Agora aí vai ela, fatinho de calça e casaco preto “estilo Chanel”, com um debrum branco, a calça atrevidamente curta, a mostrar o tornozelo, sandálias rasas de inspiração inglesa, “Tem piada, esta mulher, destituída de um corpo bem feito — anos e anos de trabalho físico e má alimentação —, tem uma certa pinta a vestir-se. Não cai no ridículo da legging com a blusa leopardo”. Nunca a vi com outra idade, já a conheço há quase trinta anos e não lhe perscruto alteração alguma, e entretanto passou a bisavó. Quando me encontra, pergunta-me sempre pelos meus meninos, sabe-lhes os nomes e as gracinhas desde o jardim de infância. 

Deixo-me então ficar parada para que ela avance e se distancie o suficiente para que não nos encontremos à porta da escola. Seria demasiado doloroso para mim explicar a razão do meu cabelo curto e estragar aquele sol que raiava na ladeira quando visse os olhos pequeninos e verdes dela a perderem a luz e a encherem-se de água.


25/05/2023

Os meus tops tiveram um bebé!

Não sei se se lembram de, há uns anos muito largos e compridos, os meus sutiãs terem tido um bebé. Sei que não se lembram, ingratos. Mas eu lembro-me, não só pelo milagre da multiplicação que isso significou, como também por nunca ter conseguido explicar-me semelhante fenómeno. 

Pois, repetiu-se. 

Isto é “muito eu”: quando compro básicos, até posso comprar também verde ou vermelho, mas o preto e o branco é certinho que me acompanham até ao lar. (Posso ter sido zebra noutra encarnação.) Vai daí, há uns anos — não sei agora quantos, e fazer contas parece-me que não quero —, comprei dois tops, um branco e um preto, tamanho M. Uma das crianças passava os dias e as horas a pedir-mos emprestados, pelo que lá fui à loja no intuito de carregar com mais dois, desta feita tamanho S. Recentemente, tipo ontem, apercebi-me de que tinha os dois tops brancos na minha gaveta, pensei “Ah, ela fala tanto…”, procurei a etiqueta para entregar à petiz o dela e… eram os dois M. Fui encontrar o S dela na corda, portanto não me enganei quando lhos adquiri.

Quero explicar isto e não encontro meio. Nunca consegui fazê-lo em relação aos sutiãs. 

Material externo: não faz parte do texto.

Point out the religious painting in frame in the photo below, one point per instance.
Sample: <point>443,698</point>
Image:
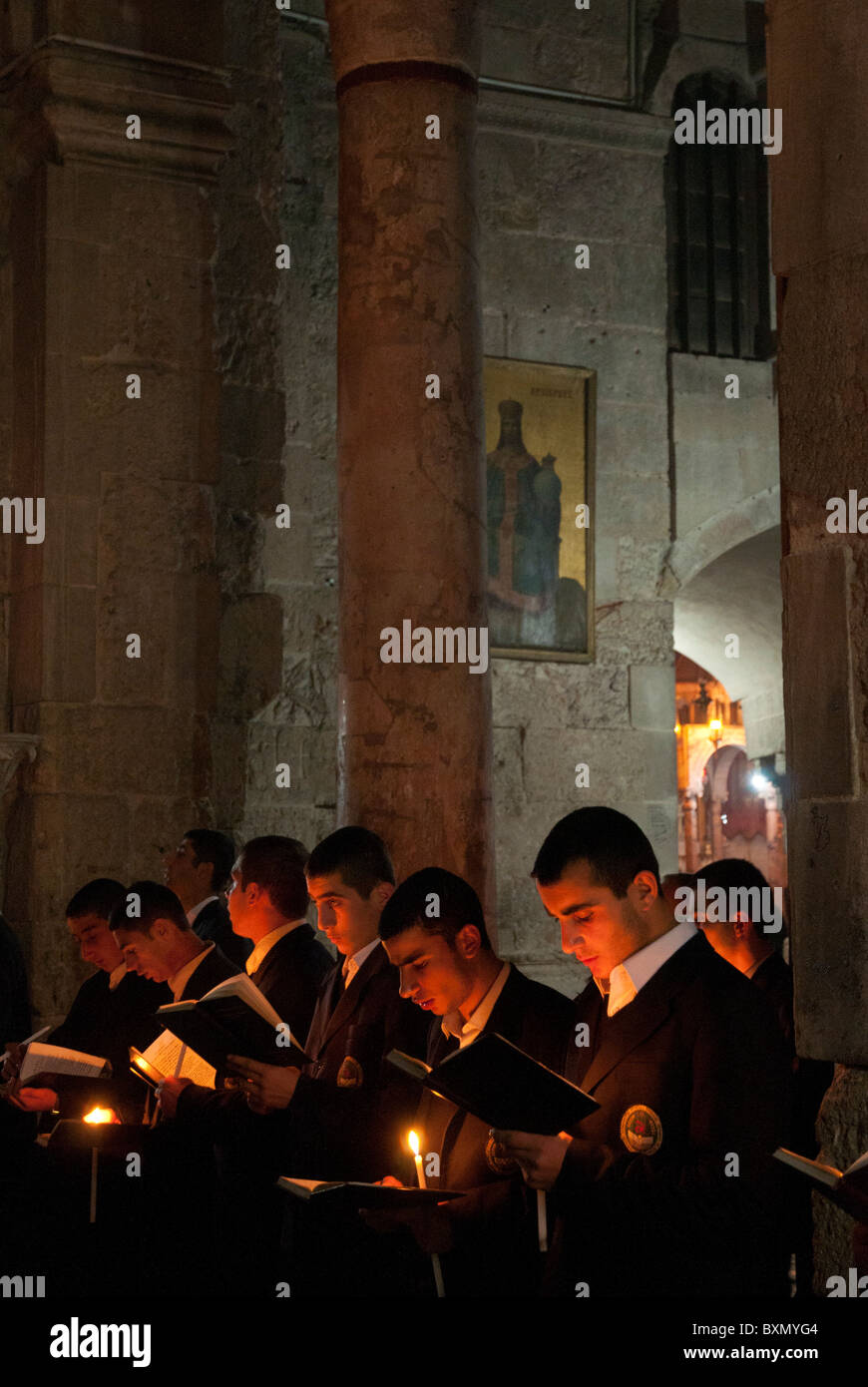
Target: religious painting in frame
<point>540,438</point>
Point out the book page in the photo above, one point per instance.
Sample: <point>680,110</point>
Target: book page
<point>53,1059</point>
<point>247,991</point>
<point>164,1053</point>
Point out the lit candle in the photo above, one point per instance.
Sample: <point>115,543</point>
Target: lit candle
<point>543,1227</point>
<point>100,1116</point>
<point>413,1142</point>
<point>436,1266</point>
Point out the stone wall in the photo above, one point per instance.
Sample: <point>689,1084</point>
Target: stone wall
<point>551,174</point>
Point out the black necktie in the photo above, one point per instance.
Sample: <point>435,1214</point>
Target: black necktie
<point>337,992</point>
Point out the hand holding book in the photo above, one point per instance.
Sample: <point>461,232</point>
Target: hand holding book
<point>266,1087</point>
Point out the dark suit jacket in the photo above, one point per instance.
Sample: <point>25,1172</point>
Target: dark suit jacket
<point>290,977</point>
<point>354,1131</point>
<point>14,1006</point>
<point>495,1225</point>
<point>107,1023</point>
<point>811,1078</point>
<point>216,967</point>
<point>700,1063</point>
<point>214,923</point>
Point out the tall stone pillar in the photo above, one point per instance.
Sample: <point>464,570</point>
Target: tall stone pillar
<point>820,248</point>
<point>111,134</point>
<point>415,738</point>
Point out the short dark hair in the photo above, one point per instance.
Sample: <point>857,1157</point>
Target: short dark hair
<point>217,849</point>
<point>96,898</point>
<point>611,842</point>
<point>735,874</point>
<point>458,904</point>
<point>277,866</point>
<point>358,854</point>
<point>156,902</point>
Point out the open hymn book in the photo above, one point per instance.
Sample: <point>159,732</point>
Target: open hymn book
<point>836,1184</point>
<point>54,1059</point>
<point>161,1062</point>
<point>233,1018</point>
<point>356,1194</point>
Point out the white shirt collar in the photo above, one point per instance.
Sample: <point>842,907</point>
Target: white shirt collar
<point>630,977</point>
<point>195,911</point>
<point>179,981</point>
<point>352,964</point>
<point>466,1031</point>
<point>117,975</point>
<point>267,942</point>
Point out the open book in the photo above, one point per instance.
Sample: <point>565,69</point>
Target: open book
<point>161,1062</point>
<point>835,1183</point>
<point>233,1018</point>
<point>502,1087</point>
<point>54,1059</point>
<point>355,1194</point>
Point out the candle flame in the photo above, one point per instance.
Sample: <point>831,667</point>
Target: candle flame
<point>100,1116</point>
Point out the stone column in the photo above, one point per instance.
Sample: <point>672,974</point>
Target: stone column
<point>110,244</point>
<point>413,736</point>
<point>820,248</point>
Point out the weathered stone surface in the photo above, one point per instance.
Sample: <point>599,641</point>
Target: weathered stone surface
<point>634,633</point>
<point>251,640</point>
<point>636,765</point>
<point>843,1134</point>
<point>527,41</point>
<point>829,946</point>
<point>725,450</point>
<point>651,696</point>
<point>554,694</point>
<point>820,732</point>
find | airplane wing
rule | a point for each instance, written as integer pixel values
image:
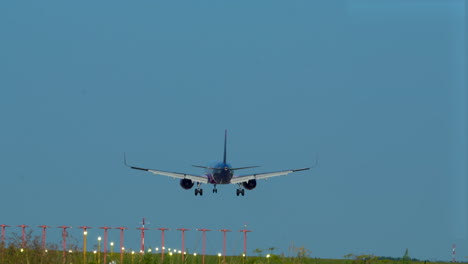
(178, 175)
(259, 176)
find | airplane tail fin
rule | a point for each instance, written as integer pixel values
(225, 142)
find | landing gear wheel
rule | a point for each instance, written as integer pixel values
(198, 191)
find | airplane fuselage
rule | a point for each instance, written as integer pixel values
(220, 173)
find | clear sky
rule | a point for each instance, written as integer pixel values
(376, 88)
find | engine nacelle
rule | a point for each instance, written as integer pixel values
(186, 184)
(250, 185)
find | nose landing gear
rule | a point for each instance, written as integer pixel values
(240, 190)
(198, 190)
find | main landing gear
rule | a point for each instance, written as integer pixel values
(240, 190)
(198, 190)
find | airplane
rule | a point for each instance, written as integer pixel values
(218, 173)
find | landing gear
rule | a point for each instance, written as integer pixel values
(198, 190)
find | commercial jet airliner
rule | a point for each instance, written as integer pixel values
(219, 173)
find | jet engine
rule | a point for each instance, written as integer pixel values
(250, 185)
(186, 184)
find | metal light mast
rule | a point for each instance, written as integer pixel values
(224, 243)
(183, 240)
(121, 242)
(23, 235)
(64, 240)
(245, 240)
(162, 241)
(44, 227)
(142, 242)
(3, 233)
(105, 241)
(204, 243)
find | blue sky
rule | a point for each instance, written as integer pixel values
(376, 88)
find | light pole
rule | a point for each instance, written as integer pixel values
(99, 250)
(44, 227)
(204, 230)
(23, 235)
(85, 234)
(162, 242)
(64, 240)
(105, 241)
(3, 233)
(224, 243)
(183, 240)
(121, 242)
(112, 250)
(245, 240)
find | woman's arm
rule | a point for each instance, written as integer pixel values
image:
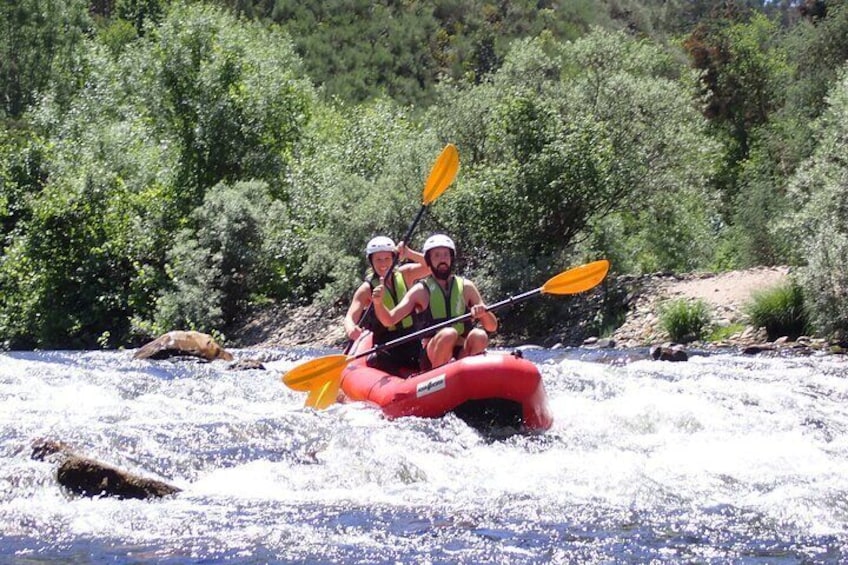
(361, 300)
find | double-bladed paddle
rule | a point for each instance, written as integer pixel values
(441, 176)
(321, 377)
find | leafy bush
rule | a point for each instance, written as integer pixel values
(820, 224)
(214, 268)
(780, 310)
(685, 320)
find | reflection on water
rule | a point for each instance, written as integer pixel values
(721, 459)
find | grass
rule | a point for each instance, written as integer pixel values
(685, 320)
(780, 310)
(721, 333)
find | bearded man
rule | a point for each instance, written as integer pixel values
(441, 296)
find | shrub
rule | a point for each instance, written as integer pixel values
(685, 320)
(780, 310)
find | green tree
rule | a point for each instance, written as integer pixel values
(201, 100)
(217, 266)
(41, 42)
(820, 224)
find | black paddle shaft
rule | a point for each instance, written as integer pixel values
(391, 268)
(445, 323)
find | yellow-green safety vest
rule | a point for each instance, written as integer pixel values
(391, 301)
(443, 307)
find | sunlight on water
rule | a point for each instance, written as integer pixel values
(721, 459)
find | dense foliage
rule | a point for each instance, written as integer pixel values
(171, 164)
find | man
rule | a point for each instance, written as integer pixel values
(441, 296)
(381, 253)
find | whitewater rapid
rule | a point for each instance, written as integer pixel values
(722, 459)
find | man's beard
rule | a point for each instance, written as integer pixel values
(442, 271)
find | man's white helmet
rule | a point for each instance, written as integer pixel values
(438, 240)
(380, 243)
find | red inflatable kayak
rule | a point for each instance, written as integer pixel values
(491, 390)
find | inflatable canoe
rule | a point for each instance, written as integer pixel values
(489, 391)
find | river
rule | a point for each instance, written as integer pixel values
(722, 459)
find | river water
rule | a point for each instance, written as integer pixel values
(723, 459)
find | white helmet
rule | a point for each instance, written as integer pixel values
(379, 243)
(438, 240)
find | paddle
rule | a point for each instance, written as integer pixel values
(322, 376)
(441, 176)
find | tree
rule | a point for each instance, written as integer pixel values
(41, 42)
(820, 223)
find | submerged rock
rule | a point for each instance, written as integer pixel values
(88, 477)
(669, 352)
(183, 343)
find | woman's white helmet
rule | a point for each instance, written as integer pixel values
(438, 240)
(380, 243)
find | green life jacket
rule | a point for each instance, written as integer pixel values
(391, 298)
(443, 307)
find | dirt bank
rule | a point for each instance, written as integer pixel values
(725, 293)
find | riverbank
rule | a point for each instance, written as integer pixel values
(725, 294)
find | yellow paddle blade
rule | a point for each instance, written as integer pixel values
(325, 395)
(577, 279)
(442, 174)
(315, 372)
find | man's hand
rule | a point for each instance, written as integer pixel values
(478, 310)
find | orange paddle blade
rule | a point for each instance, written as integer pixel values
(442, 174)
(314, 373)
(325, 395)
(578, 279)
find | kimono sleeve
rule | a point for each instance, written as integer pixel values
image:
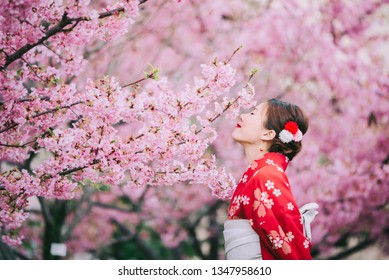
(274, 215)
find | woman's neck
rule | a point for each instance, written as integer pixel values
(253, 152)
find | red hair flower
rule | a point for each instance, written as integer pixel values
(292, 127)
(291, 132)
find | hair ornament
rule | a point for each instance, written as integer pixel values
(291, 132)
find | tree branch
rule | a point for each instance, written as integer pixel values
(43, 113)
(352, 250)
(59, 27)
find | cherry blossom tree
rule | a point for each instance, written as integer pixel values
(83, 123)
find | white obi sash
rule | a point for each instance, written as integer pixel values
(241, 242)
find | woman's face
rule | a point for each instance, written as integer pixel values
(250, 126)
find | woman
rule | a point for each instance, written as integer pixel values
(264, 221)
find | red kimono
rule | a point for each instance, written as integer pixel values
(263, 196)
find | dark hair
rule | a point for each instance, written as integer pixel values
(278, 113)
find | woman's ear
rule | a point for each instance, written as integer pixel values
(268, 135)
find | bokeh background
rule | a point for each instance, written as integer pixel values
(328, 56)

A ver se tal magia se dá com os biquínis, é o dás! Pago-os todos a sangrar, a suar e a lacrimejar…


21/05/2023

Vida

Aparece-me, tenho a impressão, cada vez mais magra, os olhos a saltarem das órbitas, a pele da cara caveira adentro, as veias do pescoço dilatadas, toda a musculatura em sentido, cigarros seguidos, um ciclone de gente:

- Tens uma moeda? Estou esganada de fome.

Não sei bem o que significará o verbo para aquele pardalito, mas parece-me demasiado urgente resolver-lhe a questão. Sei que deixei quase todas as moedas que tinha na farmácia — eu, que ando sempre sem dinheiro, tinha um jackpot oferecido por uma máquina de um parque de estacionamento só porque lhe meti lá uma nota —, mas sabe-se lá. Vasculho no porta-moedas e angario, ao todo, noventa cêntimos. Dou-lhos para a mão, peço-lhe que veja na máquina dispensadora se dá para duas bolachinhas — que é, como se sabe, uma faustosa refeição para um passarinho. Mais tarde encontro-a à porta da aula de dança, “Então, deu para as bolachas?”, que não, tudo caríssimo, deu para a minúscula garrafa de água. A inexistente barriga deixar-se-ia enganar por cento e poucos mililitros do líquido fonte de vida. O desapontamento cresceu-me até ao desespero, quando a música tomou conta dos meus sentidos e transportei a preocupação para aquela outra, de não me enganar na coreografia. No meio dos giros, vi uma coisa redonda e dourada no chão. Apanhei-a, era uma medalha que me parecia a inicial C, precisamente a dela. Perguntei-lhe: “É tua?”, ela negou e então reparei que era uma Nossa Senhora com o Menino ao colo.